01/09/2008. Contributed by Tomas L. Martin
pub: TOR-UK. 503 page hardback. Price: £17.99 (UK), $34.95 (CAN). ISBN: 978-1-4050-5501-7.
check out website: www.panmacmillan.com
Neal Asher's eleventh full length novel and fifth Ian Cormac book, 'Line War', returns us to the world of the Polity. After the rise of Jain nanotech infected AI Erebus in the previous book 'Polity Agent', Cormac and his depleted group of friends have a lot of work to do if they are to stop Erebus' nefarious plans to destroy much of the galactic government.
Asher's meticulous world-building in the Polity novels to date has created a rich and detailed universe filled with artificial intelligences of debatable morals and intricate nano-technology barely kept in check by the good, let alone the villains who have allowed it to consume them in a quest for power.
Orlandine is one character who managed to control the rapid growth of the Jain technology and here she plays a big role, manipulated by subtle forces to oppose the behemoth that is Erebus. He has subverted many minds unwillingly to his control when he first combined with the Jain nano-technology and within his vast mind an unwanted guest resides. Fiddler Randal, a human Erebus killed, has somehow found his way inside the group mind, dogging his plans.
It is this confliction within the villainous AI that captures the main attention of the novel, with Ian Cormac shunted from mission to mission by shady AIs on his own side and Mika being taken by the mysterious Dragon spheres into the place where Erebus was formed. Randal's hidden persona within the bad guy's immense fleet of wormships creates a great tension and conflict to Erebus that is paid off nicely at the end.
Some of the other characters suffer a bit for the focus on Randal, Erebus and Orlandine and this is less of a 'Cormac novel' than earlier books. The ECS agent has grown considerably since we first saw him in 'Gridlinked' and though he has developed some amazing abilities, he still feels a bit squeezed from the limelight.
As always with Asher there are some spectacular actions set pieces and more clever ideas than you can shake an AI controlled nano-technology wormship at. A few more friends are lost in this violent world but the indestructible taciturn golem Mr Crane makes a welcome appearance.
I enjoyed this fast, furious space opera a lot and would place it firmly in the top half of the author's work to date. The wider focus on multiple characters worked well and a lot of interesting developments occurred to many of them, with Erebus' story being the most effective.

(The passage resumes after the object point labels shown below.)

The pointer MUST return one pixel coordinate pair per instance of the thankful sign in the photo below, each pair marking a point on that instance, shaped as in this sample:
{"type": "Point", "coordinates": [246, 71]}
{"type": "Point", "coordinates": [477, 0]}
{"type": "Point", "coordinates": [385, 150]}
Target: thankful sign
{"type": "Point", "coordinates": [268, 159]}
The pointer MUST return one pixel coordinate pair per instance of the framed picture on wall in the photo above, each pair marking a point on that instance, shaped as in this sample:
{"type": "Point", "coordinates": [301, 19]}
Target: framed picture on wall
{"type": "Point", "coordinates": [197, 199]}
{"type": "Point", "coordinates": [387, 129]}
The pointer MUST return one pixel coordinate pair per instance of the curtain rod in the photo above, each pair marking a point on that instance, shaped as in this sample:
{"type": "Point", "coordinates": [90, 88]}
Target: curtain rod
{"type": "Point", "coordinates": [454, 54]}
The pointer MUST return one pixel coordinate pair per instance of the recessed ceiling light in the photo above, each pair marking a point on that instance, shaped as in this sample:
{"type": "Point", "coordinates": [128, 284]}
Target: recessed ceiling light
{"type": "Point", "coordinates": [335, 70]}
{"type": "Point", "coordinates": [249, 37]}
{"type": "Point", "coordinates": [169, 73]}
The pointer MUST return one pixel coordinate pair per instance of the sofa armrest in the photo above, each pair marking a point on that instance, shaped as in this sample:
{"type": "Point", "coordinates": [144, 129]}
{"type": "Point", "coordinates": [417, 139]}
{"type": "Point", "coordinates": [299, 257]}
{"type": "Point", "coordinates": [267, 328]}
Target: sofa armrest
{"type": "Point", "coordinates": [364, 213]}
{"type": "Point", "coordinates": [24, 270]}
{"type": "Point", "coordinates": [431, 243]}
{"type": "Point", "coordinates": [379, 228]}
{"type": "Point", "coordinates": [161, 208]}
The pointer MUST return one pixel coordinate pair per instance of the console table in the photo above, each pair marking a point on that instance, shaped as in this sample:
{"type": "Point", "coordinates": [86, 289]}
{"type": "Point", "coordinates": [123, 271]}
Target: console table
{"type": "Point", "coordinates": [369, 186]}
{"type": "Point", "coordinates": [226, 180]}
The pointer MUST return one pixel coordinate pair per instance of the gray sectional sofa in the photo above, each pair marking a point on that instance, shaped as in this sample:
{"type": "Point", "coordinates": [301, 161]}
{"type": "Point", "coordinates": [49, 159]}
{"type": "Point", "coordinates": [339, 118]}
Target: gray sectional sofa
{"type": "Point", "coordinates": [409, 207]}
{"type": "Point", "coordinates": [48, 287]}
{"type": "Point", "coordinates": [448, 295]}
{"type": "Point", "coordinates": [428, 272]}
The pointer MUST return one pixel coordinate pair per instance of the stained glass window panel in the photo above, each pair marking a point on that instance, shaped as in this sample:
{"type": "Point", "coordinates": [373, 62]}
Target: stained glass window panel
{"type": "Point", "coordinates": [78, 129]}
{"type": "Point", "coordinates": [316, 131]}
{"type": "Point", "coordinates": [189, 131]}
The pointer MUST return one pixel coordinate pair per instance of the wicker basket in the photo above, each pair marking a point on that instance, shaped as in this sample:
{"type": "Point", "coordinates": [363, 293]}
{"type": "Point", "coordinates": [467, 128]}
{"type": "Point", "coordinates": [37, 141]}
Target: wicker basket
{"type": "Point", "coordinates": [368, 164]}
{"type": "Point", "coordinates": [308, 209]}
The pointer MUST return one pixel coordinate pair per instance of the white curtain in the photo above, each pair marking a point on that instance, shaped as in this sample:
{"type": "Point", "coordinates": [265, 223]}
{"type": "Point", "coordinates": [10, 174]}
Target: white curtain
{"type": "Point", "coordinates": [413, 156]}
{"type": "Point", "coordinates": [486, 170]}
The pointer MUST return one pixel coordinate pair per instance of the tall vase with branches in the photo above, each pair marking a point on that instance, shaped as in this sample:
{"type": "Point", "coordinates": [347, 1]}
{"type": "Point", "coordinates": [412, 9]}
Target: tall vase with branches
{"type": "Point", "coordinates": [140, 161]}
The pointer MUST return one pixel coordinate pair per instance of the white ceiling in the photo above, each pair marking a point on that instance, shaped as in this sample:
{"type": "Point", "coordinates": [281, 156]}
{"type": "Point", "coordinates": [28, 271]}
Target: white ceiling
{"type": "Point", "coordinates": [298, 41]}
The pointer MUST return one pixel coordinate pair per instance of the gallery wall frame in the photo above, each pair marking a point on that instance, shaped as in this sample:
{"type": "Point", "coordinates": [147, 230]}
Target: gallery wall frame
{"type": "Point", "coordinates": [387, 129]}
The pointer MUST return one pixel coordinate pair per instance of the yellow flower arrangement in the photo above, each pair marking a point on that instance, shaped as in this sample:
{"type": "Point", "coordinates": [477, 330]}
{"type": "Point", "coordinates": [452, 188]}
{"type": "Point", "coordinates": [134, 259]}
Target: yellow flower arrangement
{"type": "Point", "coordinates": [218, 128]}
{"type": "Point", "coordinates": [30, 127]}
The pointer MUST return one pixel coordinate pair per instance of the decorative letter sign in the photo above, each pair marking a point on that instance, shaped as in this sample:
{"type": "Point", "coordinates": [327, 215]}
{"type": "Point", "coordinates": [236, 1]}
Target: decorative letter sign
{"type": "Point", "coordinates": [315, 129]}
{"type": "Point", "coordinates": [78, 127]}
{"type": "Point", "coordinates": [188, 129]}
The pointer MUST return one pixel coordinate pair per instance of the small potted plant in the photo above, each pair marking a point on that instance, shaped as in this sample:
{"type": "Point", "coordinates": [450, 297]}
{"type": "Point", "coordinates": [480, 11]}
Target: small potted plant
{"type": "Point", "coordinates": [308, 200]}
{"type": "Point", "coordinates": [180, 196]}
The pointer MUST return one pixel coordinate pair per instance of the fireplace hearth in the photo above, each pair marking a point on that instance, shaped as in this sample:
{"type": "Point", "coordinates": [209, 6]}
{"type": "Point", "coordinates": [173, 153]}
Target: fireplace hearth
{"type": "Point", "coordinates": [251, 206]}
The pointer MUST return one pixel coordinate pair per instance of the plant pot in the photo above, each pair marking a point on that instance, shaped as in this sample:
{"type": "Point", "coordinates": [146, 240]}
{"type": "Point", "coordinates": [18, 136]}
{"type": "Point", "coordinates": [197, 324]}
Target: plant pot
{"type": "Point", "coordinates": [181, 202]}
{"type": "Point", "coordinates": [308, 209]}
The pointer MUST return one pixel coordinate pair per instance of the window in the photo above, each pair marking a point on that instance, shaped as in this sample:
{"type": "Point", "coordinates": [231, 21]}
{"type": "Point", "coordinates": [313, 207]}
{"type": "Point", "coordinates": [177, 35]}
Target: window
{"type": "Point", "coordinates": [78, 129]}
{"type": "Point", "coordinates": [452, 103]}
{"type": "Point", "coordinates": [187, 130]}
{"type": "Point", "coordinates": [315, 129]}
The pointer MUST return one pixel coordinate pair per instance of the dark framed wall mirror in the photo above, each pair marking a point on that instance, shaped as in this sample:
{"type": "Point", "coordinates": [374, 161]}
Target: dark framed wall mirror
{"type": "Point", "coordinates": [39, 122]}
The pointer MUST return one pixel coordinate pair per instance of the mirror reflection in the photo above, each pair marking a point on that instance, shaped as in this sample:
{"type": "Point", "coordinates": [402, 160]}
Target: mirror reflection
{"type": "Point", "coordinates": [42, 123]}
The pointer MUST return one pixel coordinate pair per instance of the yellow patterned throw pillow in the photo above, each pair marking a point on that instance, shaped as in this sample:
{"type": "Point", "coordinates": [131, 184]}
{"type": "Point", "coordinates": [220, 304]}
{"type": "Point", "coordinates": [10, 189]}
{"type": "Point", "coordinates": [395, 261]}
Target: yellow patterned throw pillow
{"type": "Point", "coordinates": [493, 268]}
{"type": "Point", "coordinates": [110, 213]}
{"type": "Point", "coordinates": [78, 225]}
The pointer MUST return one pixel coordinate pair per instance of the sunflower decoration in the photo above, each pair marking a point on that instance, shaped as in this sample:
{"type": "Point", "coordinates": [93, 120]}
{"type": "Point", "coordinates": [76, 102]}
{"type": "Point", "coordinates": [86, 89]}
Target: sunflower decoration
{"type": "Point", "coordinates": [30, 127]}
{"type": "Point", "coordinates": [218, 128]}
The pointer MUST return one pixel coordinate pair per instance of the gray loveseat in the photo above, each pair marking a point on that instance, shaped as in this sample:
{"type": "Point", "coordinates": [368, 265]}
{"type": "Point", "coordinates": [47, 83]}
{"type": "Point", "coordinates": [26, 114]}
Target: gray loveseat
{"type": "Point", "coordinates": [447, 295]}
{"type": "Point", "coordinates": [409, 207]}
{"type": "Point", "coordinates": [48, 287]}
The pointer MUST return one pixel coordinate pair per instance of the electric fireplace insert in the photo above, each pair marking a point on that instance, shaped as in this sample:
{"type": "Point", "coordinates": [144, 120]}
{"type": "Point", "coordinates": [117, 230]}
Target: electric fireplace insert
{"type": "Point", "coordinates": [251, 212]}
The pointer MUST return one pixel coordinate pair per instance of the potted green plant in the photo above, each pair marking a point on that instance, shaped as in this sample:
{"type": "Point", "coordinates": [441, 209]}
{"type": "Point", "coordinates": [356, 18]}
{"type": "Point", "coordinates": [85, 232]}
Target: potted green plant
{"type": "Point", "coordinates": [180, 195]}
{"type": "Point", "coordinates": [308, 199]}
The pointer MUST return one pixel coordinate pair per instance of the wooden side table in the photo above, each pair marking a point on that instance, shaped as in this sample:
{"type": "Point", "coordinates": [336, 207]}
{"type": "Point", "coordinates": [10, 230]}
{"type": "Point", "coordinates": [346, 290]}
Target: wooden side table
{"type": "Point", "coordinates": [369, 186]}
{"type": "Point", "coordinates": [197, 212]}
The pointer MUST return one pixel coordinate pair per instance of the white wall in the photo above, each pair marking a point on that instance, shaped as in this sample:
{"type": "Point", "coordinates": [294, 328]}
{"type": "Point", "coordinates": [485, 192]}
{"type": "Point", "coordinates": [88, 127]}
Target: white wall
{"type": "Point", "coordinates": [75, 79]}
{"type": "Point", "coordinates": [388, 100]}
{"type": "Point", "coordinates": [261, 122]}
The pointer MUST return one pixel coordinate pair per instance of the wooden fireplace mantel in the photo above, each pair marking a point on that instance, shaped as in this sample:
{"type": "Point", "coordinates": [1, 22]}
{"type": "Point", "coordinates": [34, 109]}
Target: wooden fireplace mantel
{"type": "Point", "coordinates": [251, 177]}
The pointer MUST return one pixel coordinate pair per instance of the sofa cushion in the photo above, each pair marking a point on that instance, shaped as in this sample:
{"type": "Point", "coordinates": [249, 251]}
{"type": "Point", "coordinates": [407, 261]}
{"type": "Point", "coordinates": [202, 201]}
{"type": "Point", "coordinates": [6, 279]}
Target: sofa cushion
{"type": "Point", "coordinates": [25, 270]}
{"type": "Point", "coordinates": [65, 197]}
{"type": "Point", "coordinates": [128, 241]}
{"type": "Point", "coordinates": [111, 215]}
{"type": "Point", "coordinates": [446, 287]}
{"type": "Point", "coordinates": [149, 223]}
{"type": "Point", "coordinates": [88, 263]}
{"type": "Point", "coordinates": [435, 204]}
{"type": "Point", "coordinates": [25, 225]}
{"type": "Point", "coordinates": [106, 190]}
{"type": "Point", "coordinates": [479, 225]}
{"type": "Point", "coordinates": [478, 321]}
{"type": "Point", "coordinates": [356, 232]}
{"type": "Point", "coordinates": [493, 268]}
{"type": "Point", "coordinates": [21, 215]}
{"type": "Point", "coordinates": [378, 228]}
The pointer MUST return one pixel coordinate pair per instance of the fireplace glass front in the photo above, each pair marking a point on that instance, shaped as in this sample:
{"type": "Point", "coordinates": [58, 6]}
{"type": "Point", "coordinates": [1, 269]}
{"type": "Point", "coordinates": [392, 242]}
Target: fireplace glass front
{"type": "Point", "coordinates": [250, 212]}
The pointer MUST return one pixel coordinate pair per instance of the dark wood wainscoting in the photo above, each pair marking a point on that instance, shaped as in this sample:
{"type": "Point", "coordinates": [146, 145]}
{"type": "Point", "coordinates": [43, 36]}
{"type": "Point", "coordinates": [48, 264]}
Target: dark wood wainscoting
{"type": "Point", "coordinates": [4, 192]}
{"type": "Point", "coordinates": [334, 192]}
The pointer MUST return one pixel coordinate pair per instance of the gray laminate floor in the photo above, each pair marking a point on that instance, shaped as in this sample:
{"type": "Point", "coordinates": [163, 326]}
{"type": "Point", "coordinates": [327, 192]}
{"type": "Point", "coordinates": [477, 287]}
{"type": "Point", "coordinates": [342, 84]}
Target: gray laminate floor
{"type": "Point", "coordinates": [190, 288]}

The last twenty pages or so covered a completely different problem for Cormac than the rest of the book and it felt both rushed and tacked on. The dramatic revelations and action at the very end of the novel were too important to throw away in such a short space of time and I felt they deserved a book of their own to really use to the full potential. After so much set-up work for this new plotline, I was disappointed it wasn't left as more of a cliff-hanger for future adventures.
'Line War' has its flaws but like all Asher's books, the thrilling action and panoply of far-future ideas make it more than worth a read. It's not perfect but then what is?